When teaching a client with a new diagnosis of heart failure about dietary management, which of the following statements should the nurse include?
- A. Increase your intake of sodium-rich foods.
- B. Decrease your intake of sodium-rich foods.
- C. Avoid foods that contain lactose.
- D. Increase your intake of dairy products.
Correct Answer: B
Rationale: The correct answer is to decrease the intake of sodium-rich foods. Sodium restriction is crucial in managing heart failure as it helps to reduce fluid retention and alleviate symptoms. Excessive sodium intake can lead to fluid buildup in the body, worsening heart failure. Therefore, advising the client to decrease sodium-rich foods is essential for their overall health and management of the condition. Choices A, C, and D are incorrect. Increasing intake of sodium-rich foods (Choice A) would worsen fluid retention and heart failure symptoms. Avoiding foods that contain lactose (Choice C) is not directly related to heart failure management through sodium restriction. Increasing intake of dairy products (Choice D) may not be suitable for all heart failure patients, especially if they need to limit saturated fats or cholesterol in their diet.

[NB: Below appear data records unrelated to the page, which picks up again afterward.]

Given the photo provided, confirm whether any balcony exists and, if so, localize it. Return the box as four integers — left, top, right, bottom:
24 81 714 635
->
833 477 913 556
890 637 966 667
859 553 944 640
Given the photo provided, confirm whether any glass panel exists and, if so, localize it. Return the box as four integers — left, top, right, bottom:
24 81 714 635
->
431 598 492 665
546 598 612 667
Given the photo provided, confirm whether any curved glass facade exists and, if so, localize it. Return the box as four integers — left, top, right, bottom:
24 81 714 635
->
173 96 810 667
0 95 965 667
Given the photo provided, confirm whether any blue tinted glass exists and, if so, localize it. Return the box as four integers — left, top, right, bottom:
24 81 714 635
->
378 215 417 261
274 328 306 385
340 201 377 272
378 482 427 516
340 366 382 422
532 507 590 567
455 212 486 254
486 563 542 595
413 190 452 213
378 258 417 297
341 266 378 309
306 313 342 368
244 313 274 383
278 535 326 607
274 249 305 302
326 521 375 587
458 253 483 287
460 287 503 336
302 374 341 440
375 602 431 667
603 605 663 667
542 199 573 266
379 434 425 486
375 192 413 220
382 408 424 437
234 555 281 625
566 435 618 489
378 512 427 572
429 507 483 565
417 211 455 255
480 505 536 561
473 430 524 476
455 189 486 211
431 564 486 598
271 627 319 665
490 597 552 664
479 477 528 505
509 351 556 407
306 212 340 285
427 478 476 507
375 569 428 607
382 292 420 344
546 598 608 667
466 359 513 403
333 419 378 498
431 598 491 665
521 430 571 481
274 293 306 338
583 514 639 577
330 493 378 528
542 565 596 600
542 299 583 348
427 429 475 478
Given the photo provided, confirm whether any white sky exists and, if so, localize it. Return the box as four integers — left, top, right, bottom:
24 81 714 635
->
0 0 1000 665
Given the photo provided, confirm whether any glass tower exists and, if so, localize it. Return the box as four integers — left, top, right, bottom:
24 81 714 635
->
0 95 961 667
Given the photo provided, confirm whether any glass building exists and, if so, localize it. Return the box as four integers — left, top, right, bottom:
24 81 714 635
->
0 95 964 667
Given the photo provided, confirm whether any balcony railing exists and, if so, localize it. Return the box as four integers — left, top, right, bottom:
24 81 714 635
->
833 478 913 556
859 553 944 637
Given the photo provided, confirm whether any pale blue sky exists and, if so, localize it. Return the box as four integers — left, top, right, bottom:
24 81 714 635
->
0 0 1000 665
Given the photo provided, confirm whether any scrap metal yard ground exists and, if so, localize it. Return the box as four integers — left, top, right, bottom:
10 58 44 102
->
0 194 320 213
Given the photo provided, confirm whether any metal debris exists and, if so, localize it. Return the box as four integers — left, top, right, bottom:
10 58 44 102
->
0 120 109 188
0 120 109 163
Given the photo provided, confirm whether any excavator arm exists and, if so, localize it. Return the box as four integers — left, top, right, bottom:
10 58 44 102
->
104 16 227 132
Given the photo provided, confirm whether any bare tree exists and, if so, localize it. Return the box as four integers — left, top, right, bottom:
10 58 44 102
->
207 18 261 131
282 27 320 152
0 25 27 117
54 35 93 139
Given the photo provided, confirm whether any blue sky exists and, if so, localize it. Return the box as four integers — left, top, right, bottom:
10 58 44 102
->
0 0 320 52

A client has a new diagnosis of hypertension and is being taught about dietary management. Which of the following statements should be included by the healthcare provider?
- A. Increase your intake of sodium-rich foods.
- B. Decrease your intake of sodium-rich foods.
- C. Avoid foods that contain lactose.
- D. Increase your intake of dairy products.
Correct Answer: B
Rationale: The correct answer is B: 'Decrease your intake of sodium-rich foods.' When managing hypertension, reducing the intake of sodium-rich foods is essential. Excessive sodium can contribute to increased blood pressure, which is why limiting its consumption is crucial to prevent complications. Choices A, C, and D are incorrect. Increasing sodium intake would exacerbate hypertension, avoiding lactose is unrelated to managing hypertension, and increasing dairy product intake does not specifically address the issue of sodium intake in hypertension management.
A client with a new diagnosis of hypothyroidism is being taught about medication management. Which of the following statements should the nurse include in the teaching?
- A. You should take your medication with a high-fiber meal.
- B. You should take your medication on an empty stomach.
- C. You should take your medication with a calcium supplement.
- D. You should take your medication before bedtime.
Correct Answer: B
Rationale: The correct answer is B: 'You should take your medication on an empty stomach.' When educating a client with hypothyroidism, it is essential to advise taking thyroid medication on an empty stomach to enhance absorption and effectiveness. Taking the medication with food, especially high-fiber or with supplements like calcium, can interfere with absorption and reduce its efficacy. Therefore, it is crucial for the client to follow the recommendation of taking the medication on an empty stomach. Choices A, C, and D are incorrect because taking the medication with a high-fiber meal (Choice A) or with a calcium supplement (Choice C) can hinder absorption, and taking it before bedtime (Choice D) does not optimize absorption compared to taking it on an empty stomach.
The nurse is teaching the client with insulin-dependent diabetes the signs of hypoglycemia. Which of the following signs is associated with hypoglycemia?
- A. Tremulousness
- B. Slow pulse
- C. Nausea
- D. Flushed skin
Correct Answer: A
Rationale: Tremulousness is a classic sign of hypoglycemia in insulin-dependent diabetes, resulting from the autonomic nervous system's response to low glucose, triggering adrenaline release shakiness signals urgent need for sugar. Slow pulse, nausea, or flushed skin align more with other conditions or hyperglycemia. Nurses teach this symptom for self-recognition, enabling rapid intervention with glucose sources, preventing severe outcomes like seizures, critical for diabetes management.